W ostatnich filmach Woody’ego Allena, najbardziej brakuje mi Allena. Twórca niechętnie pojawia się przed kamerą, bo jak twierdzi: „to nieetyczne, by pokazywać ludziom chodzącą reklamę kiepskiej starości…”. Zdaje się, że odkąd reżyser odkrył talent Jessego Eisenberga nie musi się już martwić. 32 -letni aktor potrafi doskonale dostroić się do ulubionych allenowskich bohaterów – uroczych neurotyków, bezskutecznie usiłujących dojść do ładu ze swoimi emocjami.
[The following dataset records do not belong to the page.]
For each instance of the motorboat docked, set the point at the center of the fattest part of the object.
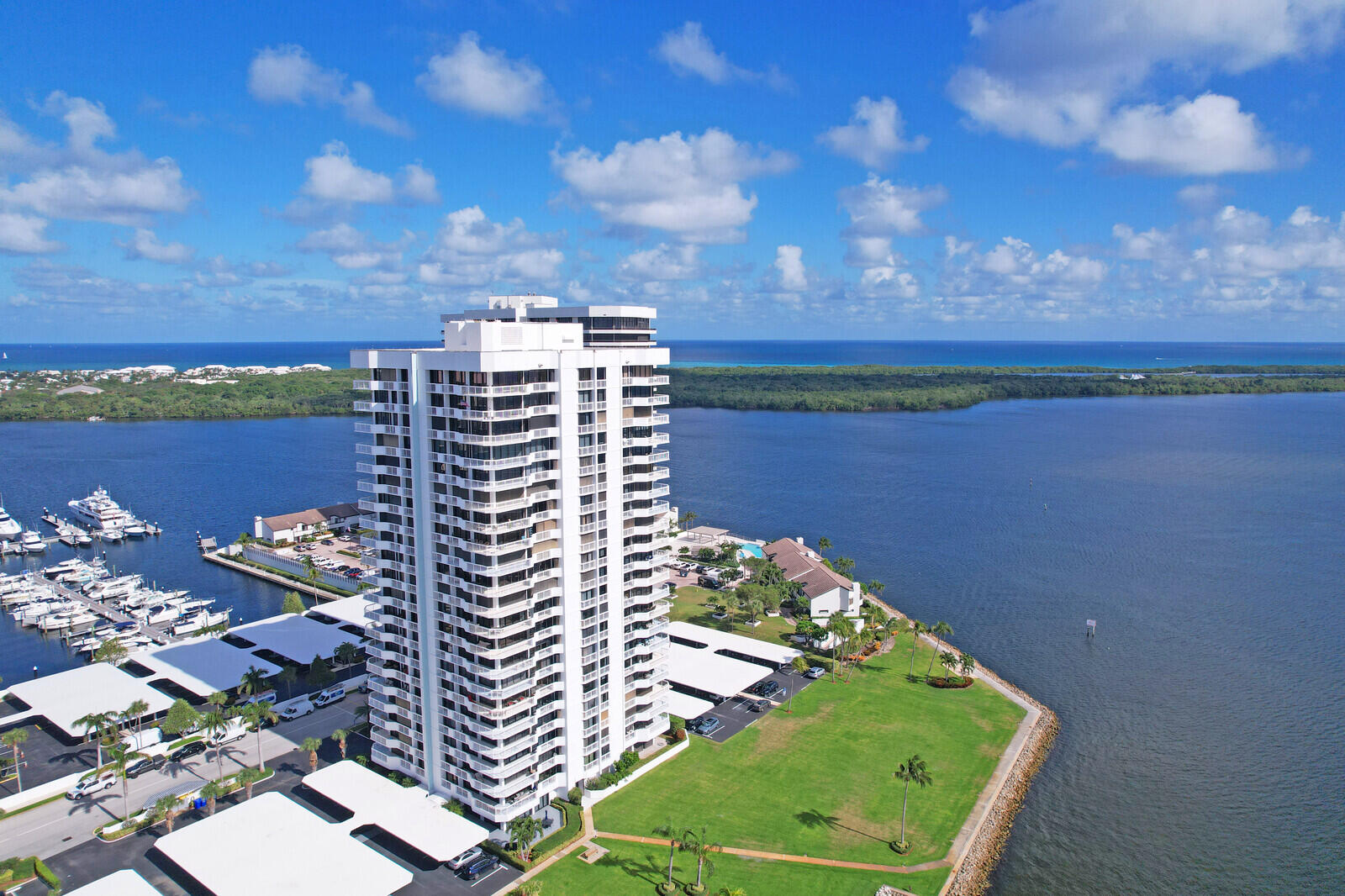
(101, 512)
(10, 528)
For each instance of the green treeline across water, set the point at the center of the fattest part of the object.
(869, 387)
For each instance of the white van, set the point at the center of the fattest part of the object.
(330, 696)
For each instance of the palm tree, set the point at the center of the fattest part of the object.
(212, 791)
(912, 771)
(215, 724)
(313, 746)
(938, 631)
(96, 724)
(916, 630)
(253, 681)
(841, 630)
(136, 710)
(256, 717)
(249, 777)
(669, 830)
(168, 806)
(522, 831)
(13, 739)
(699, 845)
(288, 676)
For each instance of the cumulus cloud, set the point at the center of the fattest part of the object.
(287, 74)
(24, 235)
(686, 186)
(334, 177)
(145, 244)
(689, 53)
(82, 182)
(874, 134)
(472, 250)
(789, 264)
(1060, 71)
(486, 82)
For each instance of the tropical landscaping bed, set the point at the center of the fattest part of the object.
(820, 782)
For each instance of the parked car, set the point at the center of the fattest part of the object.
(464, 858)
(182, 754)
(330, 696)
(92, 784)
(145, 763)
(479, 867)
(706, 725)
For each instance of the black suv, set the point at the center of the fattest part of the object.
(145, 763)
(194, 748)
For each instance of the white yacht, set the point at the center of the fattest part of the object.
(10, 528)
(101, 512)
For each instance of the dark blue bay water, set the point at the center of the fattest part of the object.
(703, 353)
(1201, 730)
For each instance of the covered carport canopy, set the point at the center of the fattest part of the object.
(293, 636)
(202, 665)
(726, 642)
(686, 705)
(706, 672)
(271, 844)
(407, 813)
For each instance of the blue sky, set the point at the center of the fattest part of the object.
(1044, 170)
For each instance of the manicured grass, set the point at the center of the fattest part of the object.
(820, 782)
(632, 869)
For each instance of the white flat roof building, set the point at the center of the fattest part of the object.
(515, 482)
(710, 673)
(76, 693)
(202, 665)
(728, 642)
(295, 636)
(407, 813)
(124, 883)
(271, 844)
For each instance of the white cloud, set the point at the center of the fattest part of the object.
(874, 134)
(288, 74)
(472, 250)
(334, 177)
(1058, 71)
(685, 186)
(689, 53)
(82, 182)
(484, 81)
(662, 262)
(789, 262)
(145, 244)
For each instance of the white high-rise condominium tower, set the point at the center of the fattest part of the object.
(515, 486)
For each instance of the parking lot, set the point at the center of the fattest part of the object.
(736, 714)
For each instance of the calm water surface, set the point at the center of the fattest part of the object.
(1201, 730)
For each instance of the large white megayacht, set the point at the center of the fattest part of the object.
(514, 482)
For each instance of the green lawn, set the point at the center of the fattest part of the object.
(820, 782)
(632, 869)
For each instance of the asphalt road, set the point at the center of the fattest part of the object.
(64, 824)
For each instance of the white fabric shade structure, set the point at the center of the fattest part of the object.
(202, 665)
(407, 813)
(719, 640)
(271, 844)
(74, 693)
(293, 636)
(686, 705)
(710, 673)
(124, 883)
(349, 611)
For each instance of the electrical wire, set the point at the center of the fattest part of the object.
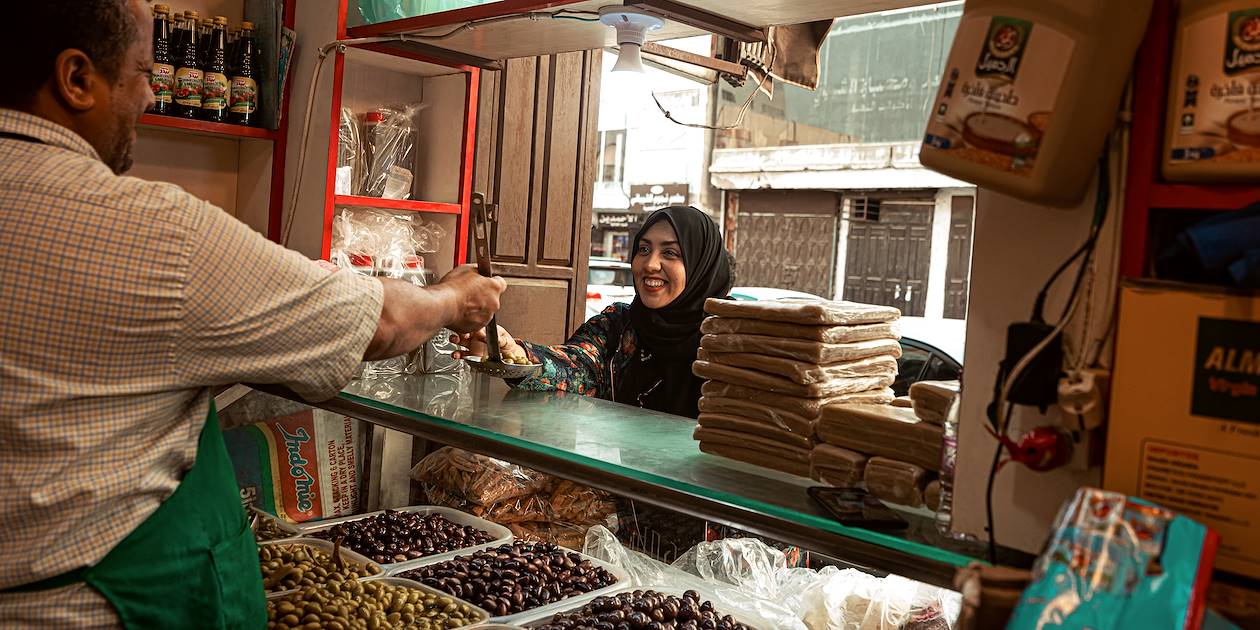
(744, 108)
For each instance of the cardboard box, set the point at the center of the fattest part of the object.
(1185, 420)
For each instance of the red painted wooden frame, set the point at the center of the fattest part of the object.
(468, 150)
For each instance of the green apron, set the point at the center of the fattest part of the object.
(193, 563)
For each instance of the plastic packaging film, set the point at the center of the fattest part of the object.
(805, 373)
(827, 334)
(800, 349)
(783, 386)
(803, 311)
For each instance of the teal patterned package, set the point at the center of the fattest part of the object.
(1118, 561)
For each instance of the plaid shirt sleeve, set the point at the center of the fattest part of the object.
(257, 313)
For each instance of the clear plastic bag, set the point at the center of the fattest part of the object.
(388, 140)
(761, 612)
(349, 154)
(478, 479)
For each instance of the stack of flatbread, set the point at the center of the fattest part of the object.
(771, 367)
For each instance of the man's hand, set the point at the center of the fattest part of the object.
(474, 297)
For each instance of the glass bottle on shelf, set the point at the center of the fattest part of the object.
(204, 30)
(214, 85)
(161, 77)
(188, 76)
(245, 88)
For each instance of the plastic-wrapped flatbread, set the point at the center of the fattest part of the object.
(837, 465)
(808, 408)
(780, 384)
(933, 398)
(814, 313)
(716, 325)
(728, 422)
(756, 411)
(896, 481)
(774, 461)
(882, 430)
(801, 349)
(804, 373)
(757, 442)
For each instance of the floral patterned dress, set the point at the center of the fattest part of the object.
(590, 362)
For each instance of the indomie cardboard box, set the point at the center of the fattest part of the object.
(1185, 421)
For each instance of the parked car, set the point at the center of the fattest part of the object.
(607, 280)
(931, 349)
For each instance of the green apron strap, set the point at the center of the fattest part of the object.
(194, 562)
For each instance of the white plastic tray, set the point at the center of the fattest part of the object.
(284, 526)
(483, 615)
(541, 616)
(500, 534)
(347, 555)
(566, 604)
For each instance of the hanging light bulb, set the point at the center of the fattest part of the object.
(633, 27)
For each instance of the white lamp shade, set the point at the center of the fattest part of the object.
(629, 59)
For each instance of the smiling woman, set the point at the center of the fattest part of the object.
(641, 353)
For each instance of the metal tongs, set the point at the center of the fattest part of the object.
(493, 364)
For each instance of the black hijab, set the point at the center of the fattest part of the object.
(659, 376)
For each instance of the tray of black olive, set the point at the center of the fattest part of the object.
(413, 536)
(641, 609)
(521, 577)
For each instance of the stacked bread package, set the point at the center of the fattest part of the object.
(895, 450)
(773, 367)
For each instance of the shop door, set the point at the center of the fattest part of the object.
(536, 159)
(786, 251)
(959, 269)
(888, 255)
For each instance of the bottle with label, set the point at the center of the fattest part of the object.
(204, 30)
(188, 73)
(161, 77)
(245, 88)
(1214, 93)
(1030, 93)
(214, 83)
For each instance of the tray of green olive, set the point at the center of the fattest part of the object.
(300, 562)
(373, 604)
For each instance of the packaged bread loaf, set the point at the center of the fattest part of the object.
(896, 481)
(803, 311)
(801, 349)
(808, 408)
(803, 372)
(882, 430)
(778, 329)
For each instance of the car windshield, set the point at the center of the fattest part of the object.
(606, 276)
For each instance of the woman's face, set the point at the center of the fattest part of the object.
(659, 276)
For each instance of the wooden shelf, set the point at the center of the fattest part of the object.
(398, 204)
(1212, 197)
(207, 129)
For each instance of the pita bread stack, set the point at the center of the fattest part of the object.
(771, 367)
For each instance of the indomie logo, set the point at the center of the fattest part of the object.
(1004, 47)
(1242, 47)
(303, 479)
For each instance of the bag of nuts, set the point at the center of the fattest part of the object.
(478, 479)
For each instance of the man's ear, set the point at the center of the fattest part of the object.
(74, 80)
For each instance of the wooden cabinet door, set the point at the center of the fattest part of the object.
(536, 153)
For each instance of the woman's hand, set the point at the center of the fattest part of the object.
(475, 344)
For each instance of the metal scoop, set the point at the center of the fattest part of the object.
(493, 363)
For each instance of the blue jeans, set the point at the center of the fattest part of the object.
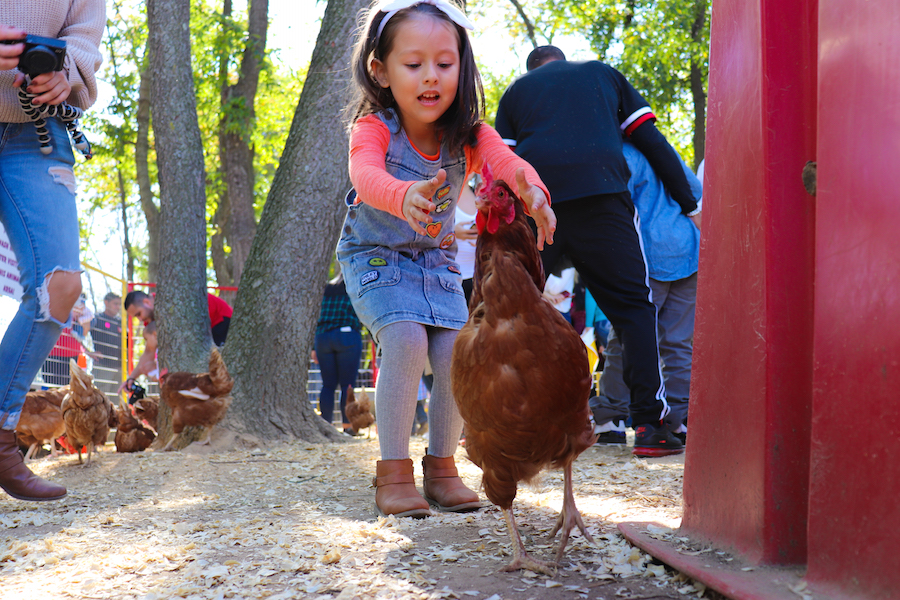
(338, 353)
(675, 302)
(38, 211)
W Śmietance towarzyskiej Eisenberg gra zahukanego nowojorczyka, który opuszcza Bronx, swoich kłótliwych rodziców oraz trudniącego się gangsterką brata i wyrusza na Zachód w poszukiwaniu szczęścia. Trafia do Fabryki Snów, świata, o którym zwykli śmiertelnicy mogą tylko pomarzyć. Ale dzięki protekcji wuja Phila (Steve Carell), wpływowego agenta gwiazd, Bobby wślizguje się do niego tylnymi drzwiami. Zostaje chłopcem na posyłki. Problem w tym, że barwny świat i celebryckie życie tak samo chłopaka fascynuje, co … nudzi. Dopiero piękna asystentka wuja – Vonnie (Kristen Stewart) wywróci świat Bobby’ego do góry nogami.
Choć Woody Allen powtarza samego siebie (chwiejny emocjonalnie bohater, związek młodszej kobiety ze starszym mężczyzną, żarty z żydowskiego pochodzenia, ukochany jazz w tle), to jednak Śmietanka towarzyska ma czar i świeżość, której brakowało jego ostatnim filmom (zwłaszcza Magii w blasku księżyca i Nieracjonalnemu mężczyźnie). Spora w tym zasługa cudownego klimatu beztroskiej Kalifornii (znakomite skąpane w złotej sepii zdjęcia Vittorio Storaro) i magii starego Hollywood (z lat 30-tych), którą udało się wyczarować z takim samym powodzeniem jak ostatnio braciom Coen w Ave Cezar!
Eisenberg i Stewart stanowią doskonałą ekranową parę i widać, że świetnie się ze sobą dogadują (w końcu trochę wspólnych filmów razem zrobili). Ale nie mogłam oprzeć się wrażeniu, że lepiej sprawdziliby się jako kumple niż kochankowie. Steve Carell potrafi wykrzesać trochę więcej emocji z nieco topornie napisanej roli wuja Phila. Nie wiem czy to samo udałoby się Bruce’owi Willisowi, który początkowo dostał angaż u Allena (odszedł jednak z planu, by skupić się na roli teatralnej na Broadwayu). Jak zwykle znakomicie wypada Parker Posey w roli dobrego duszka, który czuwa na losem głównego bohatera. Zaskakująco dobrze spisuje się Blake Lively jako Veronica – druga ukochana bohatera. Amerykanka rozjaśnia swoją obecnością każdą scenę. Piękne stylizacje w połączeniu z olśniewającą urodą Lively zwyczajnie zapierają dech w piersiach. Z kolei Corey Stoll, Jeannie Berlin i Ken Stott przyprawiają o ból przepony jako barwna rodzina głównego bohatera, która z powodzeniem mogłaby stanowić materiał na kolejną komedię … Pod warunkiem, że Allenowi udałoby się wymyślić jeszcze zabawniejsze żarty ze żydowskiego pochodzenia … Ale przecież mistrz w formie!